# Sentiment analysis using Amazon Comprehend

This notebook contains the script to perform a sentiment analysis using Amazon Comprehend. 
We will run the sentiment analysis for all the clean tweets (tweets with only keywords of one category) to extract the sentiment towards that BC category. 

When running this notebook, we saved the output in "AWScomprenhend_output"

In [1]:
import pandas as pd
from collections import OrderedDict
import requests
import boto3 
comprehend = boto3.client('comprehend', region_name='us-east-1')
import os
path=os.getcwd()
import timeit

**Note that the average time to process one tweet is 0.0591 seconds**

In [17]:
###########
# LNG IUD #
###########

df = pd.read_csv('/home/ec2-user/SageMaker/CleanAndAggregateTweets/LNG-IUD_CleanTweets.txt',
                 sep = '\t' )
len(df.text)

start = timeit.default_timer()
dfTweet = pd.DataFrame(columns=["tweets" ,"sentiments" ,"positive" ,"negative" ,"neutral", "mixed" ])


for i in range(len(df.text)):  
    #print(i) 
    if pd.notna(df.text[i]):
        res = comprehend.detect_sentiment(Text=df.text[i] , LanguageCode='en')
        s = res.get('Sentiment')
        p = res.get('SentimentScore')['Positive']
        neg = res.get('SentimentScore')['Negative']
        neu = res.get('SentimentScore')['Neutral']
        mix = res.get('SentimentScore')['Mixed']

        
        dfTweet = dfTweet.append({"tweets": df.text[i],"sentiments": s, 'positive': p, 'negative': neg, 
                                 'neutral': neu, 'mixed': mix},ignore_index=True)

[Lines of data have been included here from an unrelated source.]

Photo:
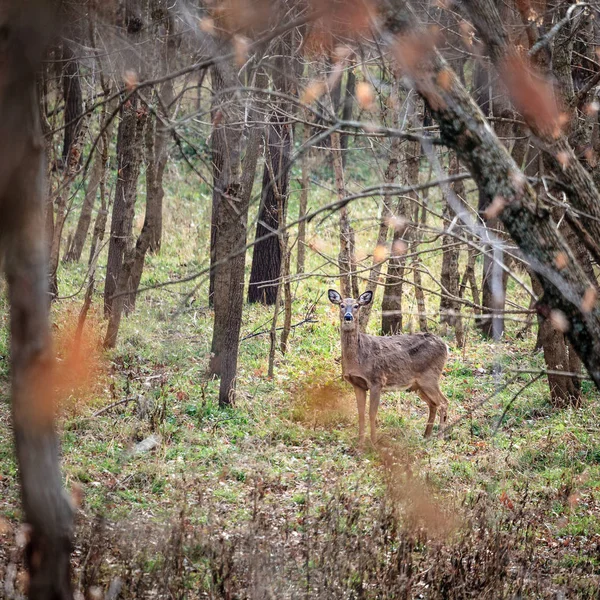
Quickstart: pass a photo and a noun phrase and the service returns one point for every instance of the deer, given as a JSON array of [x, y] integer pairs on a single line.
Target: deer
[[374, 363]]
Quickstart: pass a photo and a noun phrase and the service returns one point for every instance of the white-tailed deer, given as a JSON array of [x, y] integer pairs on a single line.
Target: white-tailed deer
[[375, 363]]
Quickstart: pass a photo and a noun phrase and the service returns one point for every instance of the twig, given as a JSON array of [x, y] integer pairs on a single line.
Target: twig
[[308, 319], [539, 376], [107, 408]]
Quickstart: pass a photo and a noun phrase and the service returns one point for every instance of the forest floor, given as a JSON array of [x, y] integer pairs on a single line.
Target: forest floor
[[272, 498]]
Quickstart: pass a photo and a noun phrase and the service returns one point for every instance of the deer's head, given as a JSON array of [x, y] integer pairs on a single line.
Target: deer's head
[[349, 308]]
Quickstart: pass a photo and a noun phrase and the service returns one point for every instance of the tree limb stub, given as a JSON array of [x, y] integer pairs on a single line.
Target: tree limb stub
[[463, 127]]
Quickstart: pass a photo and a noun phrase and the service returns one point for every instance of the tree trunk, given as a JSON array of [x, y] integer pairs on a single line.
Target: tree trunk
[[417, 265], [385, 221], [22, 194], [230, 222], [266, 261], [97, 173], [463, 128], [129, 156], [391, 306], [347, 112], [73, 98], [303, 202], [157, 138], [450, 277], [345, 256]]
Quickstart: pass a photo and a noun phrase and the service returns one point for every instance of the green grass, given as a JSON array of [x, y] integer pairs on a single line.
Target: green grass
[[292, 440]]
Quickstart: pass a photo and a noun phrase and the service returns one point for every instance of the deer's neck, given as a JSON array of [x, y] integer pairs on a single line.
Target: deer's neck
[[350, 358]]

stop = timeit.default_timer()

print('Time: ', stop - start)  

dfTweet.to_csv(path_or_buf=path+'/'+"AWScomprenhend_output/LNG-IUD_AWScomprehend_complete.csv")

Time:  699.2440515314229


In [19]:
##############
# Copper IUD #
##############

df = pd.read_csv('/home/ec2-user/SageMaker/CleanAndAggregateTweets/copperIUD_CleanTweets.txt',
                 sep = '\t' )
len(df.text)

start = timeit.default_timer()
dfTweet = pd.DataFrame(columns=["tweets" ,"sentiments" ,"positive" ,"negative" ,"neutral", "mixed" ])


for i in range(len(df.text)):  
    #print(i) 
    if pd.notna(df.text[i]):
        res = comprehend.detect_sentiment(Text=df.text[i] , LanguageCode='en')
        s = res.get('Sentiment')
        p = res.get('SentimentScore')['Positive']
        neg = res.get('SentimentScore')['Negative']
        neu = res.get('SentimentScore')['Neutral']
        mix = res.get('SentimentScore')['Mixed']

        
        dfTweet = dfTweet.append({"tweets": df.text[i],"sentiments": s, 'positive': p, 'negative': neg, 
                                 'neutral': neu, 'mixed': mix},ignore_index=True)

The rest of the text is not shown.